Яркое солнце погасило последние крупинки звёздочек. Я вышел в необъятность мира и утра. Божественное ощущение юности, прелесть радостного обещания дня. Задира ветер свистел в могучих кронах деревьев, и мне нравилось таинство звуков многоликой природы.

При свете дня вдруг бросилась в глаза оригинальная крыша, покрытая дёрном с цветущей сочной травой, своего рода – естественной изоляцией. Потом такие биопокрытия будут встречаться на каждом шагу, а сейчас под травяным козырьком заметил единственную бензоколонку. «Какая везуха», – подумал я, но тут же почувствовал тревожную пустоту, чего-то не хватало. Оглянувшись вокруг да около, нигде не приметил мой немытый «Renault». Неужели выбросили на помойку? Нет, этого не может быть, – подсказывало чутьё. Радость в каждом шаге улетучивалась, и еле волоча ноги, направился с расспросами к «живодёру», торгующему оленьими рогами, шкурами и забавными троллями, чем-то смахивающими на хозяина. Недостатки своей внешности продавец сполна компенсировал широкой улыбкой, являющийся для меня условным знаком, своего рода скрипичным ключом, без которого не звучит музыка сердца. Подойдя ближе, сообразил, что колёса «Renault» выглядывают из-под оленьих мехов. Наверное, на лице моём отразилось детское выражение найденного счастья. Моё радостное приветствие произвело квантовый эффект, утонув в его ухмылке и агрессивном монологе.

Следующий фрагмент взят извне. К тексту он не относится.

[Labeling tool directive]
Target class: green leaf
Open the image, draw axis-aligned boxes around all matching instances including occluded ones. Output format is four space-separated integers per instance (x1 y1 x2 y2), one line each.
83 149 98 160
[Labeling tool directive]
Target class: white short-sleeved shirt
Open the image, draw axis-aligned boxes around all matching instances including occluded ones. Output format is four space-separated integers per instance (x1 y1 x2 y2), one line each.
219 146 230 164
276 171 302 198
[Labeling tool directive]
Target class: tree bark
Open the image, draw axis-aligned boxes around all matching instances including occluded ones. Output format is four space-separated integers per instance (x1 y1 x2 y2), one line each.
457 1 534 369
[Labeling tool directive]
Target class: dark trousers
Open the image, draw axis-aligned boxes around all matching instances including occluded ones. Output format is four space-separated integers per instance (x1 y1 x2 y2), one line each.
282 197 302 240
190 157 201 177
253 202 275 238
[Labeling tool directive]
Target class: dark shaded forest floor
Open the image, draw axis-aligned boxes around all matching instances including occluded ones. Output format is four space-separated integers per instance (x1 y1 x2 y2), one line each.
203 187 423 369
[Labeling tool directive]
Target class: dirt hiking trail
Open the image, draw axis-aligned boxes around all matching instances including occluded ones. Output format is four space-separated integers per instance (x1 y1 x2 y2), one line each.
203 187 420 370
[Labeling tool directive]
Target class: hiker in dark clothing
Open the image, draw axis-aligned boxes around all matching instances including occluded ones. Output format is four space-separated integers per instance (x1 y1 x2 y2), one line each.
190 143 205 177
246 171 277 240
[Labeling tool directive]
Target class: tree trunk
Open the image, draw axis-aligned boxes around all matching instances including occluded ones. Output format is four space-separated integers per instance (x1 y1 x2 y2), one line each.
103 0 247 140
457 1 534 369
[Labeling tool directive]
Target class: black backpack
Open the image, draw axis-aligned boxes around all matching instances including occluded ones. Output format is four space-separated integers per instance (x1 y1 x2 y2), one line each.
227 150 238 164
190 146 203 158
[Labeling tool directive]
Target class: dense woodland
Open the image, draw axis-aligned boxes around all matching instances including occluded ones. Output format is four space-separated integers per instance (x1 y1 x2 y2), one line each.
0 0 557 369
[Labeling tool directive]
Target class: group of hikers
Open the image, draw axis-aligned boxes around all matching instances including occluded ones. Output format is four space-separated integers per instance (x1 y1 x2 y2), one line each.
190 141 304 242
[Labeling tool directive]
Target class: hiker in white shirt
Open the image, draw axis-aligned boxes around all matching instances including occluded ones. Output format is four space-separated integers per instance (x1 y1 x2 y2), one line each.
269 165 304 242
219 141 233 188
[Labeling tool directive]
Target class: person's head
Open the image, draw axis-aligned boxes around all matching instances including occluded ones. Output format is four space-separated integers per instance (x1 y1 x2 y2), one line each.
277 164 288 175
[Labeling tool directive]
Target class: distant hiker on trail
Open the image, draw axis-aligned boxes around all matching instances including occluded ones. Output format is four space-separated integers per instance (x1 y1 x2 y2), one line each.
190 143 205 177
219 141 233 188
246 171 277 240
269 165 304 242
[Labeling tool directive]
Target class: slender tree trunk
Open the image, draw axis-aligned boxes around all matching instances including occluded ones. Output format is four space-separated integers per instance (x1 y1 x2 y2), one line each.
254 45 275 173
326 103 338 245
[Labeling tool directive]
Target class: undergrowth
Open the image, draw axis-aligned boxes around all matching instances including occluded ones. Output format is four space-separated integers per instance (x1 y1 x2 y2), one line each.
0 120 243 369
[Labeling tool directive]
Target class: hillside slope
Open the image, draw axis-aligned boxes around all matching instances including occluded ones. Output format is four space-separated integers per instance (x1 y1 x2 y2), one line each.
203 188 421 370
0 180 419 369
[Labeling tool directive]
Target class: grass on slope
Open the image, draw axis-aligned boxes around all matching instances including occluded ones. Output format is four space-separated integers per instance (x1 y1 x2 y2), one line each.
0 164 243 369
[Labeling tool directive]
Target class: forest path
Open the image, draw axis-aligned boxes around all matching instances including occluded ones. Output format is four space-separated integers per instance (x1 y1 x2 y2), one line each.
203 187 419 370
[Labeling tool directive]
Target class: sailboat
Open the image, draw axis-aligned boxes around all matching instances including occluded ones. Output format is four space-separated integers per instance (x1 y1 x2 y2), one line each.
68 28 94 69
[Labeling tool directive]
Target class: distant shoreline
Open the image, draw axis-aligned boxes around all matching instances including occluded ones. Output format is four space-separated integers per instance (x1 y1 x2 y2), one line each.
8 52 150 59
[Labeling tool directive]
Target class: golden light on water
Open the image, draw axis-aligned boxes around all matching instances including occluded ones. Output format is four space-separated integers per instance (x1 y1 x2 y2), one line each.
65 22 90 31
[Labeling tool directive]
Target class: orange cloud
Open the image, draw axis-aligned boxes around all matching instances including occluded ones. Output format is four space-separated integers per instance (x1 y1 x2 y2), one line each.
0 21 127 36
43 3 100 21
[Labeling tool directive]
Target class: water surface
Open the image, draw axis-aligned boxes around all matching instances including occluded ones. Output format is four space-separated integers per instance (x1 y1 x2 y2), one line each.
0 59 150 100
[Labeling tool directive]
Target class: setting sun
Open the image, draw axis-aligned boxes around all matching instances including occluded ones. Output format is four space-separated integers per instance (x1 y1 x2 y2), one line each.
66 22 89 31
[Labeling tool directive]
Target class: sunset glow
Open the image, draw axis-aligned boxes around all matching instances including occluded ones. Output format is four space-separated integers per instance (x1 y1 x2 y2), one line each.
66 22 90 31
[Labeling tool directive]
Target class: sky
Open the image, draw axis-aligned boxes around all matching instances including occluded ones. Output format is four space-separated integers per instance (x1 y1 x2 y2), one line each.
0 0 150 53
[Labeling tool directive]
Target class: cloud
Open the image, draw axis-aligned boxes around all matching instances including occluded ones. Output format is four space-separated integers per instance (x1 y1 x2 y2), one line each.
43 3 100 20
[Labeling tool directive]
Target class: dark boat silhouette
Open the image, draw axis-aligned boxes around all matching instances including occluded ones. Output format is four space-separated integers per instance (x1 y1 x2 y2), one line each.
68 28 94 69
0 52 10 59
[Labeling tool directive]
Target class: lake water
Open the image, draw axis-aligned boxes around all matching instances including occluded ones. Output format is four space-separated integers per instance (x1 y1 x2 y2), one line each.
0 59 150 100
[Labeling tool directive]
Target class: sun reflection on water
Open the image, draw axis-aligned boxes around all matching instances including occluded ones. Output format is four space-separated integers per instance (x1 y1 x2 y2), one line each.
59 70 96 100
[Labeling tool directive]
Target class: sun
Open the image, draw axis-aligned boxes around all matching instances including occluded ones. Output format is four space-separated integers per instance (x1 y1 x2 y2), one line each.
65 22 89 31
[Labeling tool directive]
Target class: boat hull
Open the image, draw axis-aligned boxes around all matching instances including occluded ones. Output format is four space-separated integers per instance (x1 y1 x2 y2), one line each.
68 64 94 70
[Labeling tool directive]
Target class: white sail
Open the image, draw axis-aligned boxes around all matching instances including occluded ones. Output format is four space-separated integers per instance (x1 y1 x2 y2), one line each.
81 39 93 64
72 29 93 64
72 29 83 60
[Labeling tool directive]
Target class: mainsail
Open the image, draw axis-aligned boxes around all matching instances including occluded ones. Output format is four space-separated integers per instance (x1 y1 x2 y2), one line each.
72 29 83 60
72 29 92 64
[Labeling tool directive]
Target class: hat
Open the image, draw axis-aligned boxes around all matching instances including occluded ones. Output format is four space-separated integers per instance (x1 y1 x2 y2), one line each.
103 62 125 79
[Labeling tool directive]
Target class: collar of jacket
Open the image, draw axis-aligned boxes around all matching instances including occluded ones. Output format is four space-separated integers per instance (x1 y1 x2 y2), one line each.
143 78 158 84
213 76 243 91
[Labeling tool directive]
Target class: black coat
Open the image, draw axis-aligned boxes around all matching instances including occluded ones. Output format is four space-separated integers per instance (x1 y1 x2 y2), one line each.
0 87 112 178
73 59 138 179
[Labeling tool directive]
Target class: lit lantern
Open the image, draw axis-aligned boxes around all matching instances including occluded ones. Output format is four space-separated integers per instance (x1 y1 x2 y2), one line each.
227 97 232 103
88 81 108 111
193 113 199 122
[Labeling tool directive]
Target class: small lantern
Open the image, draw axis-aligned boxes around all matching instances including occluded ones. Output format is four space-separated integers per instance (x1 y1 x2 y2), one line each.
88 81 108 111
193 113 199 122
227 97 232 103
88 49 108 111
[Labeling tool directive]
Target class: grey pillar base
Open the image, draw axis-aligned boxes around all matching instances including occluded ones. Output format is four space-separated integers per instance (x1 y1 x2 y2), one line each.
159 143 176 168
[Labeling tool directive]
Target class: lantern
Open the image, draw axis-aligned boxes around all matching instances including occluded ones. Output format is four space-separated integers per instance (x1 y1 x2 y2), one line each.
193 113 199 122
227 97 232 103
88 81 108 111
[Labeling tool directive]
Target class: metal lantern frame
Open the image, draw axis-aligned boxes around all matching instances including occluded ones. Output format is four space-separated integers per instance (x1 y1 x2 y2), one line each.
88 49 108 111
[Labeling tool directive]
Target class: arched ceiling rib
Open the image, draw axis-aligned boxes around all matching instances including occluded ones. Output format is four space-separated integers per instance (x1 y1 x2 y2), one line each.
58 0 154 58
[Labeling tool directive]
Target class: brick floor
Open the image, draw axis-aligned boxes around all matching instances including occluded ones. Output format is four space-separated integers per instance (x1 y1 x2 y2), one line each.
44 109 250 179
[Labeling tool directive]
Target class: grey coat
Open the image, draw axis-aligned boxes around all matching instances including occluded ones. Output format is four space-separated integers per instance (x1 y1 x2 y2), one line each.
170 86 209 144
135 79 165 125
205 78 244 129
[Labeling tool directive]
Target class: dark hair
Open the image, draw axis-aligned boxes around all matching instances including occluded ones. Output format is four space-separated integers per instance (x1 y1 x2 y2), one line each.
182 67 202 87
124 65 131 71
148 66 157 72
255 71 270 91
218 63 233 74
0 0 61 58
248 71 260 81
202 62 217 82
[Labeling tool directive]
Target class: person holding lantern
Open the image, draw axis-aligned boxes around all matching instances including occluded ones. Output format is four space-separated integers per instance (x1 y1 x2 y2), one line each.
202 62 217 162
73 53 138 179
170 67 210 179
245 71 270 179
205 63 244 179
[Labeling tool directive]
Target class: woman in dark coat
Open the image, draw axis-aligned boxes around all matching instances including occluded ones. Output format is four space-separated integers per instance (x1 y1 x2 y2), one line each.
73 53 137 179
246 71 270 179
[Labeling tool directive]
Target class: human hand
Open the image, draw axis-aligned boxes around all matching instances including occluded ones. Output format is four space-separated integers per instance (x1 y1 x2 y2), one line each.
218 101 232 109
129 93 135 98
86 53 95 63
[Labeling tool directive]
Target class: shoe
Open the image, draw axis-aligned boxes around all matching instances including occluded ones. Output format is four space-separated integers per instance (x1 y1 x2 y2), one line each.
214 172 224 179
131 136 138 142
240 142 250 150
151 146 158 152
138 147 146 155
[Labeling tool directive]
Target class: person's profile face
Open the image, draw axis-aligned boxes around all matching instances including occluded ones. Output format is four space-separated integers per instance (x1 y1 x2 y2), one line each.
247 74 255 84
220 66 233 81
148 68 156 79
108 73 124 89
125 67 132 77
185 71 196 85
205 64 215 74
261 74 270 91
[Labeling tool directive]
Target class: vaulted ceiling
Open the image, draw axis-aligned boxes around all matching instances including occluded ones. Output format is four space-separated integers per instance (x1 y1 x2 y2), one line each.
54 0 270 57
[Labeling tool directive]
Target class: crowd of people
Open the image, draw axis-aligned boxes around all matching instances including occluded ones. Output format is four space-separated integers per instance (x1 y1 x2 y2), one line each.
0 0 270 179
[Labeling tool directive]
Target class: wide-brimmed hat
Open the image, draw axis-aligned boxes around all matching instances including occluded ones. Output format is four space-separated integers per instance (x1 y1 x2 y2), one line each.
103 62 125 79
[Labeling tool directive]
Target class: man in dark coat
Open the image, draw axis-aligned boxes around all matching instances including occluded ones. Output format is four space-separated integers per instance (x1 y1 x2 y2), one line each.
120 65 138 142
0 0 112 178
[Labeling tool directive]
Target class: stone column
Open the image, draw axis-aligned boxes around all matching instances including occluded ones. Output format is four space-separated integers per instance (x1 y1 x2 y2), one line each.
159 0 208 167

– Какого чёрта ты поставил этот гроб на колёсиках на моё законное место? Я не собираюсь всю жизнь использовать твой драндулет вместо прилавка. Ах, эта тачка ещё передвигается. Да что ты говоришь, прямо из Парижа? Ну, был я в вашем вонючем городе, познакомился с французской демагогией. Вы же демонстрируете миру самый преступный пример, обогревая зимой открытые террасы кафе, топя дровами мраморные камины, и при этом трубите на всю планету о глобальном потеплении. Вы – экономически грешны, зарабатывая на своём искусстве жить, т.е. есть и пить, а о природе забыть, совершенно забыв, что Земля у нас одна. Мне было жутко ходить по каменным ловушкам улиц без цветов и деревьев, где не было ни души, только тела, одетые скучно и однообразно. Вот тогда я понял, вернее, почувствовал на собственной шкуре, что Париж, современный Париж, если увидеть, то можно умереть.

Он меня достал больно и обидно. Родившись в Париже и став его частью, я любил этот город и был готов постоять за него. Связав в узел нервы, сжал кулаки. Даже ветер стих и испуганно лёг у ног. Шагнув вперёд и взяв оленьи рога, решил нацепить их на голову «шкурнику» и сказать что-то остроумное, ведь убивают не ненавистью, а смехом. К сожалению, в английском языке отсутствует резвость и живость французского, и некоторые шутки становятся глупыми, если их облечь в слова. Видимо, мой вид был настолько устрашающим, что «тролль» быстренько стал сворачивать свою лавочку, а потом, к моему удивлению, сверкнув озерцами света в глазах, миролюбиво пробурчал:

– Извини за издержки хорошего воспитания. Наверное, никому не нужно моё душевное и сердечное расточительство. Как неблагодарен путь по спасению человечества.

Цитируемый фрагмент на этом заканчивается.